Gezondheidsclaim overeenkomstig artikel 14, lid 1, onder a), inzake ziekterisicobeperking.

Plantesterolen in combinatie met Cholesternorm®mix

Verlaagt actief het cholesterol.

Q-2009-00237

Q-2011-01114

Gezondheidsclaim overeenkomstig artikel 14, lid 1, onder a), inzake ziekterisicobeperking.

Eicosapentaeenzuur (EPA)

Het is aangetoond dat EPA het AA/EPA-gehalte in het bloed verlaagt. Een hoog AA/EPA-niveau is een risicofactor voor de ontwikkeling van aandachtsstoornissen bij kinderen met ADHD-achtige symptomen. Deze kinderen worden ook gekenmerkt door mindere hyperactiviteit en/of naast elkaar bestaand oppositioneel gedrag.

Q-2012-00573

Gezondheidsclaim overeenkomstig artikel 14, lid 1, onder a), inzake ziekterisicobeperking.
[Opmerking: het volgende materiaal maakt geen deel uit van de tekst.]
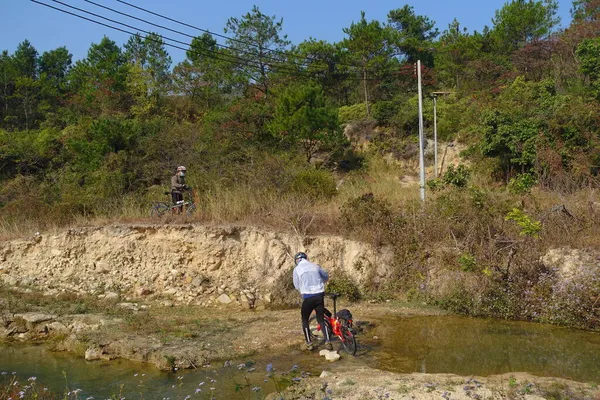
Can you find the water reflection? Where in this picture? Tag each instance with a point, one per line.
(467, 346)
(121, 378)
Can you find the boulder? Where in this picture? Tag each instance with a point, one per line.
(224, 299)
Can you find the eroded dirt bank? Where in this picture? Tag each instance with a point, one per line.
(189, 263)
(185, 296)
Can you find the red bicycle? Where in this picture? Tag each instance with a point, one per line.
(339, 323)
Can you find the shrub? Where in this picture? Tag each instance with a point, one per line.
(467, 262)
(458, 176)
(355, 112)
(522, 184)
(343, 285)
(314, 183)
(528, 226)
(372, 218)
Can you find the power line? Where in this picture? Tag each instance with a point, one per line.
(165, 27)
(192, 26)
(218, 56)
(211, 54)
(311, 59)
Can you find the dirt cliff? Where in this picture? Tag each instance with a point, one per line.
(194, 264)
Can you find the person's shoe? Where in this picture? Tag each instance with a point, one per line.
(308, 347)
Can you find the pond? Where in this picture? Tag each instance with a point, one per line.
(470, 346)
(430, 344)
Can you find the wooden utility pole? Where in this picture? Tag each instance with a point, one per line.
(435, 95)
(421, 135)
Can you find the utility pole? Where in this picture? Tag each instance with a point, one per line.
(421, 134)
(435, 95)
(435, 136)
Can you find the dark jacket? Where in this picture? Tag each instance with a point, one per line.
(177, 184)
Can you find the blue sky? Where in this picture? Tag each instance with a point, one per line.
(48, 29)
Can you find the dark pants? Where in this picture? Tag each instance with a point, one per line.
(177, 196)
(317, 304)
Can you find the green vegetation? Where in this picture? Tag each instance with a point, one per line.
(97, 139)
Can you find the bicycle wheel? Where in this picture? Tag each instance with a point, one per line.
(191, 209)
(158, 210)
(348, 340)
(316, 334)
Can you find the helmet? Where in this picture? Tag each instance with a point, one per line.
(300, 256)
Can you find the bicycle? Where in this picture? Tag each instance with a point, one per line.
(339, 324)
(160, 208)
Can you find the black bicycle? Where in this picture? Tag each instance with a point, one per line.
(160, 208)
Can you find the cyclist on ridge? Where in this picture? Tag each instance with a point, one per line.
(178, 185)
(309, 280)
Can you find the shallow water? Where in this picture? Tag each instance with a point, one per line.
(469, 346)
(438, 344)
(126, 379)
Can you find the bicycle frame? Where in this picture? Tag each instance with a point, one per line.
(158, 209)
(343, 330)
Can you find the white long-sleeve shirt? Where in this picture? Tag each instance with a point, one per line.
(309, 278)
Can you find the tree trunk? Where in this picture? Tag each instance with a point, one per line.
(366, 92)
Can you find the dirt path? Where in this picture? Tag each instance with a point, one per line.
(188, 337)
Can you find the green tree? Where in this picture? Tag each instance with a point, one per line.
(99, 82)
(7, 84)
(368, 46)
(149, 78)
(414, 35)
(54, 68)
(523, 21)
(303, 116)
(204, 76)
(588, 53)
(586, 10)
(25, 60)
(327, 64)
(257, 46)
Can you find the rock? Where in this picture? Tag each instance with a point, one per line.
(93, 354)
(128, 306)
(111, 296)
(143, 291)
(330, 356)
(224, 299)
(35, 318)
(58, 327)
(10, 280)
(259, 305)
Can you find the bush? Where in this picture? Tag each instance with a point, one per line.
(343, 285)
(521, 184)
(314, 183)
(458, 176)
(355, 112)
(372, 218)
(528, 226)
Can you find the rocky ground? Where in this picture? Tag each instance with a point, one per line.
(185, 296)
(188, 337)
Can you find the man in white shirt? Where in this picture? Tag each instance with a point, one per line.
(309, 280)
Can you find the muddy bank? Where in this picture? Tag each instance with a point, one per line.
(189, 264)
(368, 383)
(165, 336)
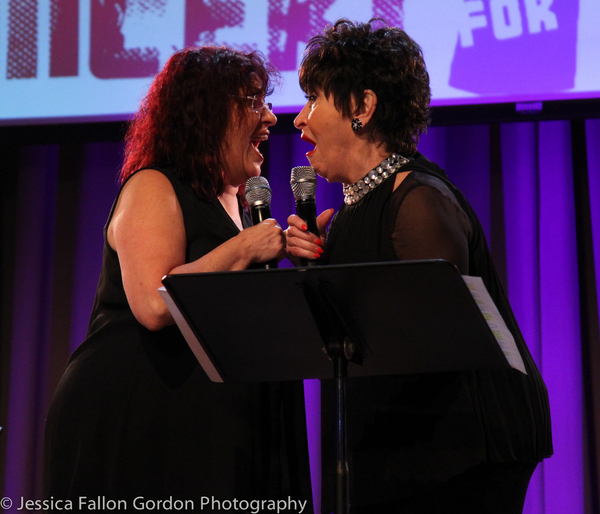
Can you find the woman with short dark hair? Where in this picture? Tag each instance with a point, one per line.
(460, 442)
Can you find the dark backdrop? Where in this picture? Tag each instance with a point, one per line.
(535, 185)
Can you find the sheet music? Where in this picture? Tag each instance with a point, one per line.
(495, 322)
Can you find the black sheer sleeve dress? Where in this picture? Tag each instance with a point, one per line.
(409, 434)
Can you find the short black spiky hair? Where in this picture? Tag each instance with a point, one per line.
(348, 58)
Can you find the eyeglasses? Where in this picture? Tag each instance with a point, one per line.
(258, 103)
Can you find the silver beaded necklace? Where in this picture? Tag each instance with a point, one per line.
(385, 169)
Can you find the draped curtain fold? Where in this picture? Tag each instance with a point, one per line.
(534, 185)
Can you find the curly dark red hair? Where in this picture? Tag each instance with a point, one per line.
(183, 119)
(348, 58)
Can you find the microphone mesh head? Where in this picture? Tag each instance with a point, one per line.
(303, 182)
(258, 191)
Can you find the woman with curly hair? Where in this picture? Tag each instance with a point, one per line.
(134, 415)
(460, 442)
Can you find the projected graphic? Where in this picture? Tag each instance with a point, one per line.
(96, 58)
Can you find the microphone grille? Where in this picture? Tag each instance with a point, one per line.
(303, 182)
(258, 191)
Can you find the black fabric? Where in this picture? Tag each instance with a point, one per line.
(409, 434)
(135, 415)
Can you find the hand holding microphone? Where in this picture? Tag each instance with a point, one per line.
(304, 233)
(258, 195)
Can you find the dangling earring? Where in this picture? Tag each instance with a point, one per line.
(356, 125)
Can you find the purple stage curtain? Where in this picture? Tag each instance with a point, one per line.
(534, 185)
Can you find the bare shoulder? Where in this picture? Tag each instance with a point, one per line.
(146, 199)
(400, 178)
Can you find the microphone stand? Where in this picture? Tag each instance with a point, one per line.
(344, 343)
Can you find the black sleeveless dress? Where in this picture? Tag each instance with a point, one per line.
(135, 415)
(410, 433)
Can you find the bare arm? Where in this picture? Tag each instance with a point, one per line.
(147, 232)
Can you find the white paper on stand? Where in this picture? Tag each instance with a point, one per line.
(494, 319)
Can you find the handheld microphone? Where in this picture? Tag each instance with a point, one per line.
(304, 186)
(258, 195)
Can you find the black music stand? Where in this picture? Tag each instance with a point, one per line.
(330, 321)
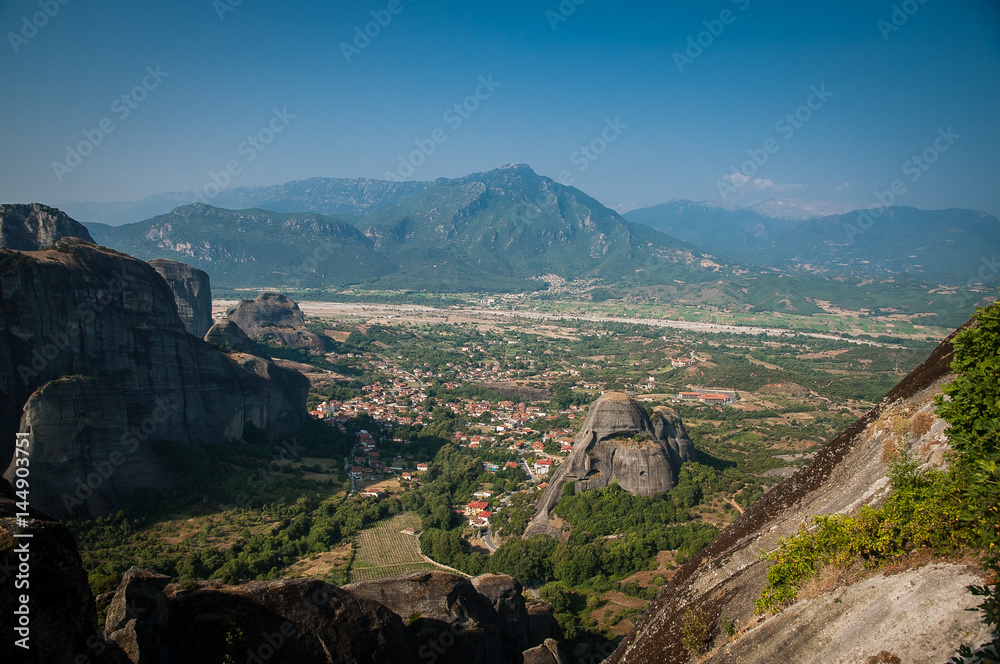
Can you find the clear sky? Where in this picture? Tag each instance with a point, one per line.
(664, 119)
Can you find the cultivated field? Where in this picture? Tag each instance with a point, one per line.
(384, 551)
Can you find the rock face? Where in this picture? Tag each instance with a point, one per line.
(62, 610)
(917, 616)
(227, 334)
(192, 293)
(300, 621)
(618, 441)
(275, 318)
(34, 227)
(547, 653)
(96, 365)
(457, 624)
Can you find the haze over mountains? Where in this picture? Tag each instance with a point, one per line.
(944, 246)
(512, 229)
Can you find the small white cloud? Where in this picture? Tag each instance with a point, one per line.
(739, 180)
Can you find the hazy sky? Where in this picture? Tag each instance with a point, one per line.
(664, 117)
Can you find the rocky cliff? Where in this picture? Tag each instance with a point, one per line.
(192, 293)
(62, 612)
(618, 441)
(915, 615)
(275, 318)
(97, 366)
(458, 622)
(33, 227)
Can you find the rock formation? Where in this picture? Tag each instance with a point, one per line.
(229, 336)
(301, 621)
(457, 623)
(63, 616)
(192, 293)
(618, 441)
(96, 365)
(34, 227)
(275, 318)
(919, 615)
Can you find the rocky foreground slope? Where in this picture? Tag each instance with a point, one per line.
(916, 615)
(421, 617)
(34, 227)
(96, 364)
(618, 441)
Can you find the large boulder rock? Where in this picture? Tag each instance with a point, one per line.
(192, 293)
(275, 318)
(296, 621)
(61, 611)
(618, 441)
(227, 335)
(505, 594)
(96, 364)
(454, 622)
(34, 227)
(546, 653)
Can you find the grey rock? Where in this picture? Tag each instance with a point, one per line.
(618, 441)
(228, 335)
(505, 595)
(275, 318)
(192, 293)
(62, 610)
(456, 623)
(546, 653)
(300, 621)
(34, 227)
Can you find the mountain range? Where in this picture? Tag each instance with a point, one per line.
(939, 246)
(511, 229)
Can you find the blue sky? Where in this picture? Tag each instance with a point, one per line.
(680, 129)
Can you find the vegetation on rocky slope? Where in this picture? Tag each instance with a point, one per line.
(942, 511)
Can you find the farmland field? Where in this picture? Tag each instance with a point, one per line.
(384, 551)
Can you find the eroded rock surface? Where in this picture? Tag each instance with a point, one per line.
(300, 621)
(34, 227)
(918, 615)
(618, 441)
(275, 318)
(63, 616)
(455, 623)
(96, 364)
(192, 293)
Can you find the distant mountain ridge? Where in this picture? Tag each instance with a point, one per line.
(941, 246)
(330, 196)
(504, 228)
Plantenstanolen (in plantenstanolesters)

Het consumeren van 2 g plantenstanolen (in plantenstanolesters) per dag als onderdeel van een dieet met een laag gehalte aan verzadigd vet resulteert in een dubbel zo grote afname van de LDL cholesterolconcentraties in het bloed in vergelijking met het consumeren van een dieet dat alleen een laag gehalte aan verzadigd vet bevat. Een hoog cholesterolgehalte is een risicofactor voor de ontwikkeling van coronaire hartziekten.